Shortly after I got the engine installed, an unusually heavy early-season rainstorm appeared in the forecast, and I had a choice between rushing through the final steps of the engine and suspension project or preparing for the coming weather. (The car’s interior is reasonably weather-resistant, but I still have a considerable leak into the trunk.) I hated the idea of rushing things at the end, so when I found a reasonably priced car cover (only $40!), the deal was sealed.
I spent the week cleaning oil-caked parts, painting those that had never been off the car and occasionally repainting items that I’d done before, but have seen some wear and tear over the years—like the braces that run from the shock towers to the firewall.
Working steadily over the week, I closed up the motor some more by installing the carb, new spark plugs and the distributor. The most difficult task was the small shaft under the distributor that drives the oil pump. Originally, I think, there was a snap ring installed on these to hold it in place. Mine doesn’t have that, and it simply fell out when I turned the motor over while on the stand. I thought it would be easy to drop it in again. Instead, it landed slightly askew in the recess, too far down to be removed and in a spot too narrow to reach with most tools. I could touch it with a skinny flat-bladed screwdriver, but didn’t have the leverage to straighten it up or pry it back out. Finally, I used the distributor itself to ease everything into place. Everything seemed to seat properly, but it’s one of those things you can’t verify visually. I’ll have to wait until the motor is ready to turn over before I know for sure that all is well.
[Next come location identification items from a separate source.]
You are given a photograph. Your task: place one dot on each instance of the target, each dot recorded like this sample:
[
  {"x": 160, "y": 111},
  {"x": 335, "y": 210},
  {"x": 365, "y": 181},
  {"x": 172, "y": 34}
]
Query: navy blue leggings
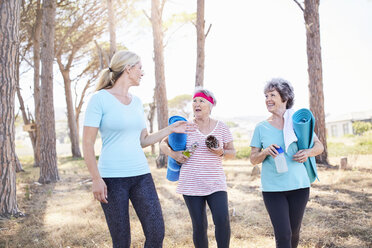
[
  {"x": 286, "y": 210},
  {"x": 218, "y": 205},
  {"x": 140, "y": 190}
]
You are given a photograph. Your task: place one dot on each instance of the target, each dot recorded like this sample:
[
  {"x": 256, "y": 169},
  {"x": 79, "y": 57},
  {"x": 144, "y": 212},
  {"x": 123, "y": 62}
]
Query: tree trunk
[
  {"x": 111, "y": 21},
  {"x": 160, "y": 89},
  {"x": 48, "y": 158},
  {"x": 9, "y": 49},
  {"x": 150, "y": 118},
  {"x": 36, "y": 44},
  {"x": 200, "y": 22},
  {"x": 18, "y": 163},
  {"x": 74, "y": 136},
  {"x": 311, "y": 15}
]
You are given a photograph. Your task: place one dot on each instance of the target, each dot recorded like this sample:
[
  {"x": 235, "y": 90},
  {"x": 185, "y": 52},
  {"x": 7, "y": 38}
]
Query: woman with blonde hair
[{"x": 122, "y": 173}]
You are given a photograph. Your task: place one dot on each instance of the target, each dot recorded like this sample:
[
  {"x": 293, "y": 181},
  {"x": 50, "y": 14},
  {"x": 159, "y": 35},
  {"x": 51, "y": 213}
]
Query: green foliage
[
  {"x": 243, "y": 152},
  {"x": 361, "y": 127}
]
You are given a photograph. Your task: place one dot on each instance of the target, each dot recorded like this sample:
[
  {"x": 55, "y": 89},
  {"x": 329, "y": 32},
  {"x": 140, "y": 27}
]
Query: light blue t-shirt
[
  {"x": 295, "y": 178},
  {"x": 120, "y": 126}
]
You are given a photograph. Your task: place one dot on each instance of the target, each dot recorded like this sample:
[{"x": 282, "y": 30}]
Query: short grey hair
[
  {"x": 207, "y": 93},
  {"x": 284, "y": 88}
]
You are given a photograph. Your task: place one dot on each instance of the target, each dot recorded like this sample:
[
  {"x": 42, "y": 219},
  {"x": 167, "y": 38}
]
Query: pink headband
[{"x": 208, "y": 98}]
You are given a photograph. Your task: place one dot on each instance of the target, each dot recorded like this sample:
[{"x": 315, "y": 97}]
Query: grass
[
  {"x": 64, "y": 214},
  {"x": 354, "y": 144}
]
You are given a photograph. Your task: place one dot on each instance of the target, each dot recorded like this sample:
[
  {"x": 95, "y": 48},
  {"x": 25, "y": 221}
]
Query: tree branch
[{"x": 299, "y": 5}]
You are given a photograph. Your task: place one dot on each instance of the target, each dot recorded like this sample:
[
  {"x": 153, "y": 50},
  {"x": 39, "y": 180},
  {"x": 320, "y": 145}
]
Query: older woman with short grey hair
[{"x": 286, "y": 193}]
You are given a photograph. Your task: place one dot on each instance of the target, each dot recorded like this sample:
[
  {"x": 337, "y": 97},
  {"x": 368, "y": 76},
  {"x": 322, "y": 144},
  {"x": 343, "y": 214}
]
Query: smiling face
[
  {"x": 274, "y": 102},
  {"x": 201, "y": 107}
]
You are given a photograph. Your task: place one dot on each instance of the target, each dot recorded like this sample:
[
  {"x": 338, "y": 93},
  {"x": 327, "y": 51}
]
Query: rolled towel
[
  {"x": 303, "y": 125},
  {"x": 177, "y": 141}
]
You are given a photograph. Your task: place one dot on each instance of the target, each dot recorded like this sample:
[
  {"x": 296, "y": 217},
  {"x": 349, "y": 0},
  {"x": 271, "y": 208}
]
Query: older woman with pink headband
[{"x": 202, "y": 179}]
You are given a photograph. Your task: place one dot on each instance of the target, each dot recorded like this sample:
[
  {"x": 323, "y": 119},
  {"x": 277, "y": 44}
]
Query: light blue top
[
  {"x": 295, "y": 178},
  {"x": 120, "y": 126}
]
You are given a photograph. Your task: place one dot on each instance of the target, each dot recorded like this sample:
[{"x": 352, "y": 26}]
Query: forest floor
[{"x": 64, "y": 214}]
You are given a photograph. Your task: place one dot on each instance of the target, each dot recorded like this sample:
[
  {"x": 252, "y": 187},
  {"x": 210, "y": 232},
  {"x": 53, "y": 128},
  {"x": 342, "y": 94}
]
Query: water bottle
[{"x": 280, "y": 163}]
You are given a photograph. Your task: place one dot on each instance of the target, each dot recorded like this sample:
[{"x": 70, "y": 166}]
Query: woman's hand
[
  {"x": 99, "y": 189},
  {"x": 183, "y": 127},
  {"x": 270, "y": 150},
  {"x": 179, "y": 157},
  {"x": 219, "y": 151},
  {"x": 301, "y": 156}
]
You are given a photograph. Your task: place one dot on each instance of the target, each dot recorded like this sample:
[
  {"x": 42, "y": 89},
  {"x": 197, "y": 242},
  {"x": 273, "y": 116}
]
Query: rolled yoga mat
[
  {"x": 177, "y": 141},
  {"x": 303, "y": 125}
]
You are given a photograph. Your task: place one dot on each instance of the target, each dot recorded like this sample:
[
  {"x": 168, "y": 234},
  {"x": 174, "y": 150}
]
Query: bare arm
[
  {"x": 258, "y": 155},
  {"x": 98, "y": 185},
  {"x": 229, "y": 150}
]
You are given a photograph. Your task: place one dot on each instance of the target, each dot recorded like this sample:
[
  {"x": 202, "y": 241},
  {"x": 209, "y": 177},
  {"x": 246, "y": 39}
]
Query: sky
[{"x": 251, "y": 42}]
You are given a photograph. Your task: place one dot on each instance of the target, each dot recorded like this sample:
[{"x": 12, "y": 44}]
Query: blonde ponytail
[{"x": 119, "y": 62}]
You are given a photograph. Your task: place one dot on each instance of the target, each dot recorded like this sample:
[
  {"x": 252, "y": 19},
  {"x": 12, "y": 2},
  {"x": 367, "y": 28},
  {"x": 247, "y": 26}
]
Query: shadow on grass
[{"x": 29, "y": 231}]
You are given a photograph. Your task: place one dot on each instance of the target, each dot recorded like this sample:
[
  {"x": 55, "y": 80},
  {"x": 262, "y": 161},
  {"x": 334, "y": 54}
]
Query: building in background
[{"x": 340, "y": 125}]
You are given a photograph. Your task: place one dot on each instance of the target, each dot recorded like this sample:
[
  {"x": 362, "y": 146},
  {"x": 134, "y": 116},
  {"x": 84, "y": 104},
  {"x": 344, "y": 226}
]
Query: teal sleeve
[
  {"x": 93, "y": 113},
  {"x": 256, "y": 138}
]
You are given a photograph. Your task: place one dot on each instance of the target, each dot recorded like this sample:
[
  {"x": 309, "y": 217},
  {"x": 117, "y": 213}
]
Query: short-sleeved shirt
[
  {"x": 203, "y": 173},
  {"x": 295, "y": 178},
  {"x": 120, "y": 126}
]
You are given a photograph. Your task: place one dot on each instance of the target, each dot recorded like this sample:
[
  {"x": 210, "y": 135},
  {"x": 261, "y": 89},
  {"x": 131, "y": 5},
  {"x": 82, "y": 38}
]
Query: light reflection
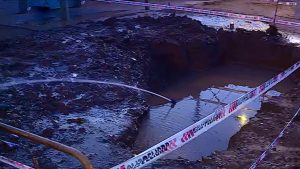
[{"x": 243, "y": 119}]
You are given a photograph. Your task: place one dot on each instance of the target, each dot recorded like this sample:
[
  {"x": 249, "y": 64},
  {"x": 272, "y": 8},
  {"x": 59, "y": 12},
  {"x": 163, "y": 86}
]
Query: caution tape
[
  {"x": 291, "y": 3},
  {"x": 14, "y": 163},
  {"x": 186, "y": 135},
  {"x": 205, "y": 11},
  {"x": 273, "y": 144}
]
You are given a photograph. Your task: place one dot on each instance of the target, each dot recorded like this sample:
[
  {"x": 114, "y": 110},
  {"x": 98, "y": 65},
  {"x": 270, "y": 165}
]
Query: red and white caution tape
[
  {"x": 291, "y": 3},
  {"x": 186, "y": 135},
  {"x": 272, "y": 145},
  {"x": 204, "y": 11},
  {"x": 14, "y": 163}
]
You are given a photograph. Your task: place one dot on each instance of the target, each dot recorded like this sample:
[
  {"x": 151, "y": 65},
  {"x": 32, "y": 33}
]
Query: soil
[
  {"x": 103, "y": 121},
  {"x": 253, "y": 139}
]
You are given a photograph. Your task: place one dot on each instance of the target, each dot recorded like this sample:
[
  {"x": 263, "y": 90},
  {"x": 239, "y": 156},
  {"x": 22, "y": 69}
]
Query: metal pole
[
  {"x": 23, "y": 5},
  {"x": 297, "y": 10},
  {"x": 275, "y": 14},
  {"x": 147, "y": 7},
  {"x": 64, "y": 7},
  {"x": 55, "y": 145}
]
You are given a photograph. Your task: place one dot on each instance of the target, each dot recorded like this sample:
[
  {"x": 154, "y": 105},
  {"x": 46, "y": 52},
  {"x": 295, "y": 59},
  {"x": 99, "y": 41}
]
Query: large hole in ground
[
  {"x": 207, "y": 71},
  {"x": 175, "y": 56}
]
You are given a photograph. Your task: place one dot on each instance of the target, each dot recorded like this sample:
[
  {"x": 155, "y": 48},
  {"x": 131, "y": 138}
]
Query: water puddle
[{"x": 164, "y": 121}]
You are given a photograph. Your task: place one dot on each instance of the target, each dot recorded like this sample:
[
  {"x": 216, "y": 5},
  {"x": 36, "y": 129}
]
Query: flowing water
[{"x": 164, "y": 121}]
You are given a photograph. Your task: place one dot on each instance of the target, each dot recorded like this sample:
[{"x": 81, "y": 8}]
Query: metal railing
[{"x": 49, "y": 143}]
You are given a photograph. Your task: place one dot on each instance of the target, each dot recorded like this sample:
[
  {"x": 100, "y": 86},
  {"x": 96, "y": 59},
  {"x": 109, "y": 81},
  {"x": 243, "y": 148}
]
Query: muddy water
[{"x": 202, "y": 99}]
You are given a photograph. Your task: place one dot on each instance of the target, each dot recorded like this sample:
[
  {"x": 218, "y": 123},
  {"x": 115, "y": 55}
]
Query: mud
[{"x": 103, "y": 122}]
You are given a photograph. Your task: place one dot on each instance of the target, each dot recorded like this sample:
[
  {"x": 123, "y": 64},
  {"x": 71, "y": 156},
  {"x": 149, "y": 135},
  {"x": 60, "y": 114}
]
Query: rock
[
  {"x": 48, "y": 132},
  {"x": 76, "y": 120}
]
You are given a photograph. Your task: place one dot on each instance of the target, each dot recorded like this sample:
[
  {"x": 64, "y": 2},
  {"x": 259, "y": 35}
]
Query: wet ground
[{"x": 108, "y": 121}]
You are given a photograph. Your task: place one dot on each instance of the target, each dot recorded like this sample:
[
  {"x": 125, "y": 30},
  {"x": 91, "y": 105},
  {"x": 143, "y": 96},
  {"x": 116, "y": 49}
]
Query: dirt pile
[{"x": 145, "y": 52}]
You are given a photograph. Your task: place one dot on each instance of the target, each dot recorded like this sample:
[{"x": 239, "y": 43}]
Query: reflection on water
[
  {"x": 243, "y": 119},
  {"x": 162, "y": 121}
]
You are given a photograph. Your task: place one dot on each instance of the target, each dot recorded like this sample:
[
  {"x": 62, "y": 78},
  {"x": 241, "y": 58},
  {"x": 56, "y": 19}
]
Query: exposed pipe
[{"x": 55, "y": 145}]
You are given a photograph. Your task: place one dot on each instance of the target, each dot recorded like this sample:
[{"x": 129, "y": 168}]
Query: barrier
[
  {"x": 272, "y": 145},
  {"x": 205, "y": 11},
  {"x": 186, "y": 135},
  {"x": 291, "y": 3},
  {"x": 14, "y": 163}
]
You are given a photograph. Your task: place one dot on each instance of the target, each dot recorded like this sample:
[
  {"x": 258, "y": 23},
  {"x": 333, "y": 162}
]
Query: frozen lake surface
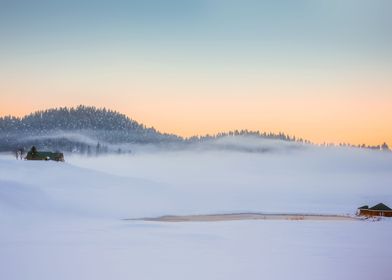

I also struggled with the dipstick tube. The one on the engine was in two pieces connected with a short piece of rubber fuel line. I bought a replacement and tried to install it after the motor was back in. The tube is a press fit and a pretty tight one at that. It’s curved, so tapping one end with a mallet doesn’t drive it in; it can’t be twisted in either—too many things interfere. I finally resorted to a grinder and file to shave the tube down a bit, then installed it with some sealant. I now understand why someone would cut the thing and install it the way it was. I’m not sure my way will be better, leak-wise.
By the time the rain started, I had the alternator, radiator, fan, pcv system and other items installed. I still need to crawl under the car to get the exhaust hooked up and starter installed. On top, the power steering pump is cleaned and ready to go, including all new hoses.